Brigade 911 has been implicated in gross human rights violations (including murder and torture) allegedly committed by brigade soldiers in the past. Paratroopers from 911, under the command of Major-General Chap Pheakdey, have been accused of gross human rights violations. In 1997, 911 personnel were implicated by UN investigators in the executions of FUNCINPEC military commanders captured during the CPP's coup, and the torture of other prisoners. No-one was brought to justice for these crimes. 911 members, disguised in civilian clothes, were also allegedly used to break up peaceful post-election demonstrations by the opposition in 1998. Subsequently, 911's commander Chap Pheakdey has maintained his reputation for acting with impunity. In 2006, he unlawfully detained one of his soldiers for more than a month, allegedly over a property dispute; no prosecution or other sanctions were taken against the general.
c) Brigade 31
Some material assistance has gone to military units with abysmal rights records. The commander of Brigade 31, for example, has confirmed that his unit used US-donated trucks to move villagers forcibly evicted by soldiers under his command in Kampot Province in 2008.

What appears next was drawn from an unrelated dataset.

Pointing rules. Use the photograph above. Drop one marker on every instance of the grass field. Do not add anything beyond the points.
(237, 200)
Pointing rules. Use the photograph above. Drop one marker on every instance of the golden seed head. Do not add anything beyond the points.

Brigade 31 (formerly known as Division 44 and then Battalion 44), under its long-time commander Brigadier-General Srun Saroeun, has an abysmal rights record. Its soldiers are alleged to have executed FUNCINPEC soldiers during the 1997 coup and fired gunshots over the heads of UN human rights officials investigating the killings. Headquartered in Kampong Speu province, the brigade has also long been accused of involvement in illegal logging throughout southern Cambodia. In recent years, its commanders have also been implicated in grabbing land from poor villagers. This raises serious questions about the quality of vetting done by the State and Defense Departments.
Brigade 31 assumed a "maritime security" mandate in late 2006 or early 2007 - the same time as an October 2006 joint defence assessment by RCAF and the US Pacific Command which identified maritime security as one of the areas for US support. This raises the question of whether RCAF deliberately gave the brigade a naval mandate in order to obtain US assistance. If so, this is a clear case of a military unit with a poor human rights record (but a record of loyalty to the ruling party) being rewarded and legitimized by US aid. Although US military aid is intended to improve the professionalism of RCAF forces, there are disturbing signs that RCAF is becoming more politicized and less professional, and that known human rights abusers are gaining increasing power within the RCAF structure. For example, General Huy Piseth, now an Undersecretary of State in the Ministry of Defense, is former commander of Brigade 70. In January 2009 the government announced the appointment of seven new deputy RCAF commanders-in-chief, including military intelligence chief Mol Roeup; military police chief Sao Sokha; and Hing Bunheang, Brigade 70 deputy commander at the time of the 1997 grenade attack. All of these men have clear records as human rights abusers.